HoH_Listecki3-ColorMost of us are introduced to the community of the faithful through parish life. The parish is more than just a designated place where we attend worship services. There is vitality as each parish establishes its own character.

I have been privileged to be a member of my home parish and to serve in a number of parishes throughout my seminarian and priestly life. I quickly became a part of the communities, their celebrations, their fundraisers as well as their memorial commemorations. I was seduced by their fish fries, pancake breakfasts and spaghetti dinners. In the best sense, I was with family.

The very first week I arrived at the installation base chapel to serve our military personnel in Germany, there were already several invitations to dinners, lunches and even overnight accommodations if they were needed. One Protestant Army chaplain confessed to me that he observed a unique relationship that a priest, even a visiting one, enjoyed with the Catholic community, that was not shared by other ministers. He said people treated the priest as a family member and immediately invited the priest into their lives. I’ve never forgotten that comment.

Of course, when I arrived, everyone knew my name – “Father.” For me, it was a compliment paid to the experience many of us have in our parish life. In the best sense, parish is like being a member of a family. Although the parish communities I experienced varied quite radically in financial resources, structural beauty or congregational size, there was one common experience. That was the sense of belonging which could not be denied. We were parish. We were family. We write many articles about many aspects of church ministry but we rarely reflect on the dynamic of parish life.

Perhaps it’s like many things in our life; we are so close to the experience that we tend to overlook the obvious. As I travel the archdiocese, it is such a pleasure to experience our parish communities and the pride expressed by their parishioners.

I have recently administered a number of installations of pastors. An installation, a wonderful moment in the life of a parish, is a liturgical ceremony that celebrates the canonical possession of the parish by the pastor. The ceremony is administered during the eucharistic liturgy and offers an ability to pause and give thanks for all those who so generously have contributed to the history of the parish.

I am often told of significant events or periods of crisis that have contributed to the formation of parish life. There is always the description of former pastors who assume mythic dimensions. It is interesting how these colorful characters influenced their communities. A pastor reflects the threefold ministry of the bishop: administration of the temporal goods, teaching and sanctifying. He achieves this in a collaborative manner, supporting and promoting the various ministries that serve the pastoral needs.

During the ceremony of installation, the pastor is introduced to the various ministers who assist him in the care of the parish. Although in most instances the pastor has been administrating the parish for a numbers of months, he is introduced anew because he is now in a different relationship. The pastor is introduced to the pastoral staff of the parish and reminded that it will assist him in the care of the parish, the priests and deacons, religious and ministerial staff.

Then the parish council is introduced as the voice of his people. They will assist and counsel him as he ministers to the parish. He is reminded to be attentive to the needs they express. The pastor responds, “My friends, I pledge to seek your counsel, guidance and advice in the spiritual and temporal care of my pastorate.”

Lastly, the members of the corporate board are introduced as a reminder of the legal responsibilities. The pastor, as a teacher, is then asked to lead his people in the Profession of Faith. We often take for granted the words we proclaim in the Profession of Faith. Yet these words reflect our belief; they represent the expression of the universal church. We are not individual entities, self contained congregations but we are united in our faith which joins all our churches together as the Body of Christ. The pastor leads his congregation in the words that define their identity.
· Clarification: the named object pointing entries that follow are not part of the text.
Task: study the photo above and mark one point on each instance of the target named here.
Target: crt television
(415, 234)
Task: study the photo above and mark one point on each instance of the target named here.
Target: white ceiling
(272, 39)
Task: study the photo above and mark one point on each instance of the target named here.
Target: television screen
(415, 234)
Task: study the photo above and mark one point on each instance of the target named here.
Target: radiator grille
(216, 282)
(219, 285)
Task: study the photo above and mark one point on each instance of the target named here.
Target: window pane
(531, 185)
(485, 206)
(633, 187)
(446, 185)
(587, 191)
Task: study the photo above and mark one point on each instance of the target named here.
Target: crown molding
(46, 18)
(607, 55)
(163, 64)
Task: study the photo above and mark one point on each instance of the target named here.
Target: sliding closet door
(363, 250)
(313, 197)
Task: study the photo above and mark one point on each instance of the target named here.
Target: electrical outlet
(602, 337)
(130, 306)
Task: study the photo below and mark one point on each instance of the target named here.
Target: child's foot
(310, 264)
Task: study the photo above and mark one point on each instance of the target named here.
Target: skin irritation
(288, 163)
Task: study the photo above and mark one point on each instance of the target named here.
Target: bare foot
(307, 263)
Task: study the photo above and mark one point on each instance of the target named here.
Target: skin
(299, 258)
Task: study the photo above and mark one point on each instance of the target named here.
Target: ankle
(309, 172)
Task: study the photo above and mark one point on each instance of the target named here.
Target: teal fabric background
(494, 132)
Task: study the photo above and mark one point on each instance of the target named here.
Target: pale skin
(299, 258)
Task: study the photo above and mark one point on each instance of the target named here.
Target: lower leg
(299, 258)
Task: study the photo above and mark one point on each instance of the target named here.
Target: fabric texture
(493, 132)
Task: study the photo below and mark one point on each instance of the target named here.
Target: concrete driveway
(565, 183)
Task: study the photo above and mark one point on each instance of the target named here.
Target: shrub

The pastor continues after the Creed to state his acceptance of the teachings of the church proposed definitively on faith and morals. He further gives a religious submission of will and intellect to teachings proclaimed by the Roman pontiff or college of bishops even if they proclaim those teachings in an act that is not definitive.

Lastly, the pastor takes an oath of fidelity. With his hand on the Book of the Gospels he promises to live a life in accord with ecclesiastical laws and the norms of canon law and rejecting all things contrary to the deposit of faith. The new pastor then signs the oath.

Many parishioners achieve a deeper understanding of the commitment and responsibilities of the pastor and the relationship the congregation has in forming this pastoral community. I invite you to learn about the history of your parish. Experience the pride of belonging, discover the great figures that have made contributions to the development of the community and understand that you are building a family that represents Christ.